Given the festive season is now firmly upon us, maybe it’s time for a Xmas teaser.
OK… what have the four following posts got in common?
i) http://www.pressgazette.co.uk/story.asp?sectioncode=1&storycode=44765&c=1
ii) http://www.pressgazette.co.uk/story.asp?sectioncode=1&storycode=44792&c=1
and
And the answer is…?
The Royal Bank of Scotland. Us, in other words.
The poor, down-trodden UK tax-payer who has been left to mop up in the wake of Fred the Shred and the Boys and upon whom the future fortunes of everyone from GMG, to Johnston, to Archant to our old friend in Philly – that chancer-cum-charmer Brian P Tierney – now appear to rest.
Of course, as that media sage Pete Kirwan points out, the fact that RBS are clearly screwing all concerned for every last buck as one man and his newsprint dog re-negotiate their debt facilities…
http://www.pressgazette.co.uk/story.asp?sectioncode=1&storycode=44792&c=1
… perhaps means that we have every reason to be grateful to the Masters Of The Universe; that we will be the principal beneficiaries of such ‘cash machines’ as they make one or two newspaper book-keepers weep.
That, actually, we have the banks to thank for ensuring that such hefty obligations – with our money – don’t actually sink without trace.
But for me, there is a slightly more troubling story here; for someone, somewhere, has yet to be brought to account.
As if, of course, they ever will…
And nor am I about to work the numbers; do the math.
That is way beyond my ken.
But someone, somewhere, deep with the bowels of RBS was clearly sanctioning such activity; oiling the stable door as the horse bolted… time and time again.
As one media outfit after another came a-knocking on their door; looking for yet more oil to grease the wheels of purchase and expansion.
In 2008.
Now, clearly who was to know that one half of this ‘Perfect Storm’ lay just around the corner? That the whole, global banking community was about to implode around something called the ’sub-prime market’?
How can anyone blame RBS for that?
OK. We’ll put that to one side; give the ‘Masters Of The Universe’ the benefit of the doubt; that they couldn’t see that one coming. Even if it was largely of their own-making.
After all, none are so blind as those that don’t want to see it.

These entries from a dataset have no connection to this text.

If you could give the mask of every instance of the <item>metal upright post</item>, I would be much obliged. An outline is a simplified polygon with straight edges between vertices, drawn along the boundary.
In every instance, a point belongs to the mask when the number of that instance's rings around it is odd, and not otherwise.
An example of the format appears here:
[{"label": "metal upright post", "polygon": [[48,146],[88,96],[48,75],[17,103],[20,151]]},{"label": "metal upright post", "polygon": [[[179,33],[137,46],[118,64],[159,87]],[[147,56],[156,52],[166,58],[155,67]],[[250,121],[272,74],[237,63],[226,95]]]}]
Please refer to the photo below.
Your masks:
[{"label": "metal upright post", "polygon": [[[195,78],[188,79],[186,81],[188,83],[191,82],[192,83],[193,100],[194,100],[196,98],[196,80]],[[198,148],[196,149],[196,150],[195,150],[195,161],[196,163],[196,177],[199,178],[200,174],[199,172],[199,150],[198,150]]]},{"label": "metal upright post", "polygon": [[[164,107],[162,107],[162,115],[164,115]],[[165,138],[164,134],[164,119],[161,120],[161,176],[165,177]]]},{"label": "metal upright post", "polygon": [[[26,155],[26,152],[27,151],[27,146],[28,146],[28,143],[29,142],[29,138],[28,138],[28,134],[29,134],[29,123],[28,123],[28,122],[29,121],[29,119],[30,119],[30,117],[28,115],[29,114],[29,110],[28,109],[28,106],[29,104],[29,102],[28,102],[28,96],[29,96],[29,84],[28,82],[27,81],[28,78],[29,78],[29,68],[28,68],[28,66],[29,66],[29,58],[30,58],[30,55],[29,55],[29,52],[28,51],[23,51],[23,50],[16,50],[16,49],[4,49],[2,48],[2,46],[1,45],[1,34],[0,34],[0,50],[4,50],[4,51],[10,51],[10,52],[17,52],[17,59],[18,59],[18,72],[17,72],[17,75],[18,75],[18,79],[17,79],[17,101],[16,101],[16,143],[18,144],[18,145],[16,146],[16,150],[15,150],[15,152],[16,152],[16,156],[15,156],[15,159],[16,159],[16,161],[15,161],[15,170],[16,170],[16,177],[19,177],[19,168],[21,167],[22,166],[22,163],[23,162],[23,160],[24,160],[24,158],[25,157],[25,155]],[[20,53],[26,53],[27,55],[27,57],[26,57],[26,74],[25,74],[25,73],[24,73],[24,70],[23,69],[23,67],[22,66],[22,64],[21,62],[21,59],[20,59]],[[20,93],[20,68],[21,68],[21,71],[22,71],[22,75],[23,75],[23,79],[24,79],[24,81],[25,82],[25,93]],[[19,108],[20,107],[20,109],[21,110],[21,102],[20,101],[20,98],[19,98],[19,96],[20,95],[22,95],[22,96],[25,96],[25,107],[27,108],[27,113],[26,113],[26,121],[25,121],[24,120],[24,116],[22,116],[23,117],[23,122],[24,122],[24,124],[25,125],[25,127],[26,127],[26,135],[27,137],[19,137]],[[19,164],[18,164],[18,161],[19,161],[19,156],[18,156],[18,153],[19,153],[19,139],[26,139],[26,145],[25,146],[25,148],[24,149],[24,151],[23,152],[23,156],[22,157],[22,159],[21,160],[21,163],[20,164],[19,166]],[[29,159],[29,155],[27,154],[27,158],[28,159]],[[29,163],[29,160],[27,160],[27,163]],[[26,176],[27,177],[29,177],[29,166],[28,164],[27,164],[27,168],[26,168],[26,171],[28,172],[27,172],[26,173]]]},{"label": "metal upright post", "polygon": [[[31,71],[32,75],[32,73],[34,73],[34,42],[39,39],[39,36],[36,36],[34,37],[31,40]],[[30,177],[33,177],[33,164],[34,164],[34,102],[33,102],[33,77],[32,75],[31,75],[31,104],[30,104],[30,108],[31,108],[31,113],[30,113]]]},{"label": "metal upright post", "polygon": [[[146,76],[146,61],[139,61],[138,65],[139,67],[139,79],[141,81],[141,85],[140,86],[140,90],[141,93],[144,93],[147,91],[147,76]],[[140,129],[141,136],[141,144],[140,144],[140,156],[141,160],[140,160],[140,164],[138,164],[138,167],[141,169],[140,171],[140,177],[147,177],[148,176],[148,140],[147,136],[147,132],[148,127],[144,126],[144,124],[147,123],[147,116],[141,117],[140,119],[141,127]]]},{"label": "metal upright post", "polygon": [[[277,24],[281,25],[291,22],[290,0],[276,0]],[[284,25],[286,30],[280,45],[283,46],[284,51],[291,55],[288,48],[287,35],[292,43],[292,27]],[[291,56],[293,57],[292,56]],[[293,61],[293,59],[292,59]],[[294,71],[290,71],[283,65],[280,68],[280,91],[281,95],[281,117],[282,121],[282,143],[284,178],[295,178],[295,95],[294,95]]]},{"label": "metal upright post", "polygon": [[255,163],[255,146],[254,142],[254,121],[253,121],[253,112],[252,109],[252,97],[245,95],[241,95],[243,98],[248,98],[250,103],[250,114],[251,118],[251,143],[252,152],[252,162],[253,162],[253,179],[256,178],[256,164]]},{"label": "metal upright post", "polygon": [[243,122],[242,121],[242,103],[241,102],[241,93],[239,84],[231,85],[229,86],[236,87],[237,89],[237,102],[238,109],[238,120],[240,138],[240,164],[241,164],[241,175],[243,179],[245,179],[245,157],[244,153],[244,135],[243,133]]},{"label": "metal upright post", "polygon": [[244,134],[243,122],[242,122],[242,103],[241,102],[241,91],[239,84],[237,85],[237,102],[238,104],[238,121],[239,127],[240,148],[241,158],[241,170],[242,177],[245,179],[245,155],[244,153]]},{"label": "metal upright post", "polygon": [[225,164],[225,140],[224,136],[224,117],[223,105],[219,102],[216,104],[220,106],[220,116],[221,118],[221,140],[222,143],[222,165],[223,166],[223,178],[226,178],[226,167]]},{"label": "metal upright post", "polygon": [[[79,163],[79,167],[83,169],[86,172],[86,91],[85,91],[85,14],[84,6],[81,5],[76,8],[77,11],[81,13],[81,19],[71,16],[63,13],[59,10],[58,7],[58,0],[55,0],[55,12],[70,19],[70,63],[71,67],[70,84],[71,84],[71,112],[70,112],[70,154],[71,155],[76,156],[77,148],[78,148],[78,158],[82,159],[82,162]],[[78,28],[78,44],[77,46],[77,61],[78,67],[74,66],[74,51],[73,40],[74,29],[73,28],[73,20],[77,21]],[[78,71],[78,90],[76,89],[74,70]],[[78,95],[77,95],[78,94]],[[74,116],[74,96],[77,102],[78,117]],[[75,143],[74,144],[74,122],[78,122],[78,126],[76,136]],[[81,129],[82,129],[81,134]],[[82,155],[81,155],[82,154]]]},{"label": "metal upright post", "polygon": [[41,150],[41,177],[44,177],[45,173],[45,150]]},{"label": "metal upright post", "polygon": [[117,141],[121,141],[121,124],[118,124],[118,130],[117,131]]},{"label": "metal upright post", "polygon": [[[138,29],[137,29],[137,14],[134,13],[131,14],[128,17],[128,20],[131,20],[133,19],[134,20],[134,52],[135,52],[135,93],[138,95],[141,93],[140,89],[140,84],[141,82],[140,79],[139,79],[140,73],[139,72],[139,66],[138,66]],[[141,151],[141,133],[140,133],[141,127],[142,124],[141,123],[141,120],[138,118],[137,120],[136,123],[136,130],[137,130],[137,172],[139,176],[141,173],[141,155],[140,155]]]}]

But being blind to the structural half of this ‘Perfect Storm’?
What evidence did anyone possess in 2008 to suggest that The Scotsman, The Nursing Times, The Eastern Daily Press and the Philly Inquirer was about to crack this Internet revenue nut?
Was everyone that convinced that anyone under the age of 30 really had it in their genes to still be reading a print-based product in 2012, let alone 2008?
Did no-one suggest that come 2012 the vast majority of news and information might be consumed via what was in the jeans of said future customer; that an ‘application’ would be the point of entry for an ever-growing number of media consumers?
Rightly or wrongly, I have considerable sympathy for the newspaper groups caught in the eye of this perfect storm. I think they were fighting forces beyond first their comprehension and then their strength. Nothing works. The fact that everything might is of scant consolation.
I have no sympathy whatsoever for the media acquisition clowns at RBS and Co who were rubber-stamping their own bonuses with little or no evidence of ever applying a brake on their clients’ ambitions.
Where is anyone saying: ‘Why?’ Or: ‘You sure?’
Nah, when there’s a big, fat bonus to be had lets grease that stable door and watch the horse bolt…
And still it continues. If RBS/us are still up to their/our necks in the wonderful world of Brian P Tierney, who is representing our best interests in the 3rd US Circuit Court of Appeals?
For as AP reported, that saga is far from over; we – the creditors – are still trying to wrestle ownership of a daily newspaper in Philadelphia back into the hands of the UK tax-payer…
Creditors are trying to take control of the company that owns The Philadelphia Inquirer and Philadelphia Daily News and have hired former Publisher Bob Hall as an adviser. This hard-fought Chapter 11 case began in February. The newspaper company proposes to shed most of its $400 million in debt by repurchasing the company through a bankruptcy auction for about 22 cents on the dollar.
The proposal calls for keeping Brian Tierney as publisher. Now the case turns on whether senior lenders can use the $300 million they’re owed to make a competing bid. The 3rd US Circuit Court of Appeals is considering the issue.